Kenyan refugee camp offers beleaguered Somalis refuge

Camp will stay open after court order

The future of the lives of a quarter million Somali refugees, desperate to escape unfathomable living conditions in a country wrought with war and destitute poverty, is still in limbo despite a recent ruling from the Kenyan high court against the closure of the Dadaab refugee camp.

A decision made in May 2016 to close the Dadaab refugee camp on the border of Kenya, one of the largest refugee camps in the world, was overturned on Feb. 9. The camp is located north of Nairobi, near the border of Somalia, and is currently home to nearly 250,000 refugees. The plan to forcibly relocate thousands of refugees, many of whom are Somalis who have fled from their civil war-stricken native home, was deemed a discriminatory move targeted at Somalis. Somalis have been emigrating to Dadaab and major cities in Kenya ever since the war peaked in 1991.
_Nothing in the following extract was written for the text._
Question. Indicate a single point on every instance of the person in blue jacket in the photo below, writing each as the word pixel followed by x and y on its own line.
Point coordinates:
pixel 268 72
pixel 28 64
In this current political climate, the decision to protect the rights of the refugees represents a necessary counteraction to recent decisions made by the Trump administration to ban travel between the United States and several countries, including those from the Dadaab refugee camp. Both the Kenyan government prior to this judge’s decision and Trump’s Executive Order 13769 cite concerns that there is an increased risk of terrorist activity from Somali people that live in Dadaab and similar refugee camps, a claim which has not been substantiated. Because of this hysteria, Somalis living in Dadaab faced a harsh reality: being forcibly located from the refugee camp and having no plan in place for where to go.

The Geneva Convention of 1994 states it is the obligation of all nations to protect the rights of refugees, and the United States has historically prioritized immigration of refugees. The Kenyan judge’s decision to overturn the closure of Dadaab refugee camp is in line with these ideals.

The Kenyan government has already appealed this decision, but if they do close the doors to this camp or continue to violate the rights of Somali refugees, they could lose financial support from other countries dedicated to the purpose of curbing this epidemic.

If the Trump administration replaces the travel ban, which was deemed unconstitutional on the grounds that it is discriminatory on religious grounds, and if the Kenyan government thwarts the decision by the judge, then this huge population of Somali refugees could find itself, again, seeking refuge elsewhere.